El trueque, herramienta de necesitados sin divisas
Contexto
SEÚL.- La interceptación en Panamá de un carguero norcoreano con armamento cubano es un ejemplo de las grandes operaciones de trueque que lleva a cabo Pyongyang desde hace décadas con países no alineados para eludir las sanciones internacionales y cuidar sus escasas divisas.
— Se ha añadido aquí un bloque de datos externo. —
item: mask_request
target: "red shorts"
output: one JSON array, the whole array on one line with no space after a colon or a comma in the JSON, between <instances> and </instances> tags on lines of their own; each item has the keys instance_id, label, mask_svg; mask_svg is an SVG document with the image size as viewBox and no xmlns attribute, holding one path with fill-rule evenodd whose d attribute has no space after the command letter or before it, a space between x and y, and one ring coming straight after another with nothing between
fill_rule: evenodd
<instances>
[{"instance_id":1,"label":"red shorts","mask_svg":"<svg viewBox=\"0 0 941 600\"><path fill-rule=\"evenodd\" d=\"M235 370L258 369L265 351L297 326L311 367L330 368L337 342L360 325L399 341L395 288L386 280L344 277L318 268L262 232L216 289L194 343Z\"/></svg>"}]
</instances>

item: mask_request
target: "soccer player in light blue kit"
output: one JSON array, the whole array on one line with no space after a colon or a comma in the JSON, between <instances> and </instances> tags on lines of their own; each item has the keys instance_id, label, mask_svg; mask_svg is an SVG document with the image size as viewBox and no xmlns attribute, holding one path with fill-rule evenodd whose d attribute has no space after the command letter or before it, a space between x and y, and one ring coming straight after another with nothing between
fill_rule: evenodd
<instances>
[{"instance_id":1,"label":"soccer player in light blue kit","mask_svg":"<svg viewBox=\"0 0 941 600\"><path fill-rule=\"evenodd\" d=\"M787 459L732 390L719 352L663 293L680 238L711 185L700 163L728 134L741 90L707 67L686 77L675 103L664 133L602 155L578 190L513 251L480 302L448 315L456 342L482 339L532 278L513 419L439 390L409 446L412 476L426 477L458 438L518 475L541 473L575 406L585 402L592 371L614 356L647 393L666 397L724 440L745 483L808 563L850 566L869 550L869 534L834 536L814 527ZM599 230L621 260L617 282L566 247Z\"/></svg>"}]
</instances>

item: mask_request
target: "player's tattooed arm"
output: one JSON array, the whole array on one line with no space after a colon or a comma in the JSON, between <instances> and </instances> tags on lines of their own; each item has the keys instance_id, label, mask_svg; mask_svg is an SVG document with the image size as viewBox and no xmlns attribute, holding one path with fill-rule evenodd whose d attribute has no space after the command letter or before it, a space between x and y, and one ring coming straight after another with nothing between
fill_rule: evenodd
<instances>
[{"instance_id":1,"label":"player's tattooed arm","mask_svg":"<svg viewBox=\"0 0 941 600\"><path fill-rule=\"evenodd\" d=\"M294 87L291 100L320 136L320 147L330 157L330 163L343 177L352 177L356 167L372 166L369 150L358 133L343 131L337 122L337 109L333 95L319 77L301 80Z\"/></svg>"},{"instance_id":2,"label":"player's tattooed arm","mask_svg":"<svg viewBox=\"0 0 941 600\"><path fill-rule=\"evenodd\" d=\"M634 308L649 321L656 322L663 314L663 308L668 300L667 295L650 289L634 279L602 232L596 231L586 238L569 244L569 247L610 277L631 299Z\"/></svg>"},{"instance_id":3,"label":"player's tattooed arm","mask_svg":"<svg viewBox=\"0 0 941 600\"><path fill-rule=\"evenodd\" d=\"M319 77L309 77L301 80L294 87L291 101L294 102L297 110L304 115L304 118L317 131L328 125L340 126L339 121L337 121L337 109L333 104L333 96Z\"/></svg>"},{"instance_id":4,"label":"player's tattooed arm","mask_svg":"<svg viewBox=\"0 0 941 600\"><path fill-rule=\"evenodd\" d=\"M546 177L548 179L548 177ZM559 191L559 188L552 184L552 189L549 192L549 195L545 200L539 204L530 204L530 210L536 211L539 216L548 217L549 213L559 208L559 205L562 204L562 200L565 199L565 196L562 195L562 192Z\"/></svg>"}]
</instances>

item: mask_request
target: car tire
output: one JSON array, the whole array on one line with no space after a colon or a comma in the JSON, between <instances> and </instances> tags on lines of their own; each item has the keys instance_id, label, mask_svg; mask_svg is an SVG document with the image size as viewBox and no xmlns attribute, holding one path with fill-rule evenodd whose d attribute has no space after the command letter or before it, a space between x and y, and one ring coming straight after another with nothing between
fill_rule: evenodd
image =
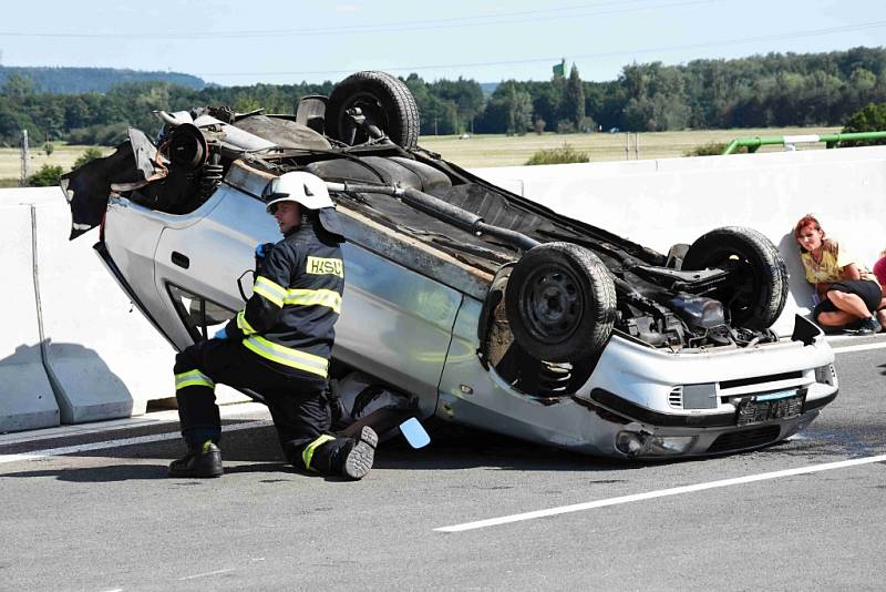
<instances>
[{"instance_id":1,"label":"car tire","mask_svg":"<svg viewBox=\"0 0 886 592\"><path fill-rule=\"evenodd\" d=\"M514 339L533 357L579 361L599 354L612 333L616 287L590 251L545 243L517 262L505 288Z\"/></svg>"},{"instance_id":2,"label":"car tire","mask_svg":"<svg viewBox=\"0 0 886 592\"><path fill-rule=\"evenodd\" d=\"M371 123L395 144L409 150L419 144L419 106L409 88L387 72L356 72L332 89L326 108L327 133L349 145L369 140L346 112L360 108Z\"/></svg>"},{"instance_id":3,"label":"car tire","mask_svg":"<svg viewBox=\"0 0 886 592\"><path fill-rule=\"evenodd\" d=\"M712 295L727 306L731 323L765 329L787 298L787 266L779 249L753 228L727 226L698 238L683 257L683 269L728 268L731 279Z\"/></svg>"}]
</instances>

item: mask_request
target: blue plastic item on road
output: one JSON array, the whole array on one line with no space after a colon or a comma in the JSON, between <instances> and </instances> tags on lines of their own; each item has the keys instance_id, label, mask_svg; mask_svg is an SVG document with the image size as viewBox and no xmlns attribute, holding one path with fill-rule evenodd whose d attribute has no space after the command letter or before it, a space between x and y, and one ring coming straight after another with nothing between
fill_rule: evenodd
<instances>
[{"instance_id":1,"label":"blue plastic item on road","mask_svg":"<svg viewBox=\"0 0 886 592\"><path fill-rule=\"evenodd\" d=\"M414 417L400 423L400 432L412 448L422 448L431 443L431 437L424 426Z\"/></svg>"}]
</instances>

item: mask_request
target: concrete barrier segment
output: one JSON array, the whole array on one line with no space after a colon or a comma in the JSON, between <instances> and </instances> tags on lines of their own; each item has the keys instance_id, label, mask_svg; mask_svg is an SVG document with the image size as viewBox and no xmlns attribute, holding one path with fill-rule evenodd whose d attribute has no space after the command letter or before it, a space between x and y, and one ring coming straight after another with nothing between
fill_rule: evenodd
<instances>
[{"instance_id":1,"label":"concrete barrier segment","mask_svg":"<svg viewBox=\"0 0 886 592\"><path fill-rule=\"evenodd\" d=\"M32 227L29 206L0 205L4 276L0 432L54 427L60 420L41 356Z\"/></svg>"},{"instance_id":2,"label":"concrete barrier segment","mask_svg":"<svg viewBox=\"0 0 886 592\"><path fill-rule=\"evenodd\" d=\"M58 190L56 190L58 191ZM173 395L168 344L134 310L61 196L33 206L47 371L64 423L144 414ZM97 235L96 235L97 237Z\"/></svg>"}]
</instances>

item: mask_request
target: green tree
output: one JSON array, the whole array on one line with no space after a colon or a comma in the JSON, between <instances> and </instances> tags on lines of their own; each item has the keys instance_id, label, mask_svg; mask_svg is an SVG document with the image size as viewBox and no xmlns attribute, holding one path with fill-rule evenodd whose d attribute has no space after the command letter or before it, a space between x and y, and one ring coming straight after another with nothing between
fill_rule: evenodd
<instances>
[{"instance_id":1,"label":"green tree","mask_svg":"<svg viewBox=\"0 0 886 592\"><path fill-rule=\"evenodd\" d=\"M861 111L854 113L843 126L843 132L884 132L886 131L886 103L868 103ZM884 140L852 140L843 142L843 146L875 146L886 144Z\"/></svg>"},{"instance_id":2,"label":"green tree","mask_svg":"<svg viewBox=\"0 0 886 592\"><path fill-rule=\"evenodd\" d=\"M578 68L573 64L569 79L563 88L560 118L568 121L575 131L581 131L585 123L585 88L578 75Z\"/></svg>"},{"instance_id":3,"label":"green tree","mask_svg":"<svg viewBox=\"0 0 886 592\"><path fill-rule=\"evenodd\" d=\"M525 134L532 119L533 98L528 92L517 90L517 85L512 82L507 93L507 133Z\"/></svg>"},{"instance_id":4,"label":"green tree","mask_svg":"<svg viewBox=\"0 0 886 592\"><path fill-rule=\"evenodd\" d=\"M51 187L58 185L64 170L54 164L44 164L37 173L28 178L28 185L31 187Z\"/></svg>"}]
</instances>

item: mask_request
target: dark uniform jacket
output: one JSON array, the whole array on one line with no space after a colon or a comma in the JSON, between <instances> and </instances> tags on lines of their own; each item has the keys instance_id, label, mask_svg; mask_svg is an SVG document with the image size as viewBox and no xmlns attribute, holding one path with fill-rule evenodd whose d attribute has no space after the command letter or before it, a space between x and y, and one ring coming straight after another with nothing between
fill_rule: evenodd
<instances>
[{"instance_id":1,"label":"dark uniform jacket","mask_svg":"<svg viewBox=\"0 0 886 592\"><path fill-rule=\"evenodd\" d=\"M253 296L225 327L275 370L326 378L341 314L344 262L336 237L308 218L257 265Z\"/></svg>"}]
</instances>

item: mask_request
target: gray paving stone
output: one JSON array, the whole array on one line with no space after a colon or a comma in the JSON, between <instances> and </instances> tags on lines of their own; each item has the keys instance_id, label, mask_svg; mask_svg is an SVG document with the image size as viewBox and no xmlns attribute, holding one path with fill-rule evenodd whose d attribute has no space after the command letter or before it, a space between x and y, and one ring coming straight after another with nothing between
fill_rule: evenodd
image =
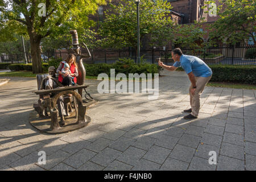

Corea del Norte afirma que las armas incautadas son “obsoletas” y están destinadas a ser devueltas a Cuba una vez reacondicionadas, en un “contrato legal”. Según los expertos, este caso revela una práctica de trueque sistemático practicado para sortear las sanciones cada vez más draconianas de Naciones Unidas para impedir que el hermético régimen comunista desarrolle armamento balístico y nuclear. El trueque clandestino permite a Corea del Norte no dejar rastros de las transacciones y le hace economizar sus escasas reservas en divisas. El caso puso también de relieve la obsolescencia de los equipos militares de Cuba, que en las décadas del 70 y 80 se destacó por su poderío militar en América Latina, e intervino exitosamente en guerras en África. “Hace tiempo que el ejército cubano no es más que la sombra de lo que era en la Guerra Fría ”, dijo un diplomático occidental en La Habana. “Desde la caída de la URSS, se redujo drásticamente, siempre equipado con material soviético de los años 80”, agregó. La isla recibió a lo largo de tres décadas armamento por 30.000 millones de dólares de la ex Unión Soviética, pero esos suministros “cesaron de forma abrupta en el año 1990”, dijo Raúl Castro en 2001. Desde entonces la isla no ha adquirió nuevas armas y la industria nacional se ha dedicado a modernizar los antiguos equipos: aviones MiG-21, 23 y 29, helicópteros y aviones de transporte Antonov. Viejos tanques soviéticos T-55 y T-62, entre otros. De unos 300.000 efectivos en los ‘90, las fuerzas armadas cubanas cuentan hoy con 60.000, según estimaciones.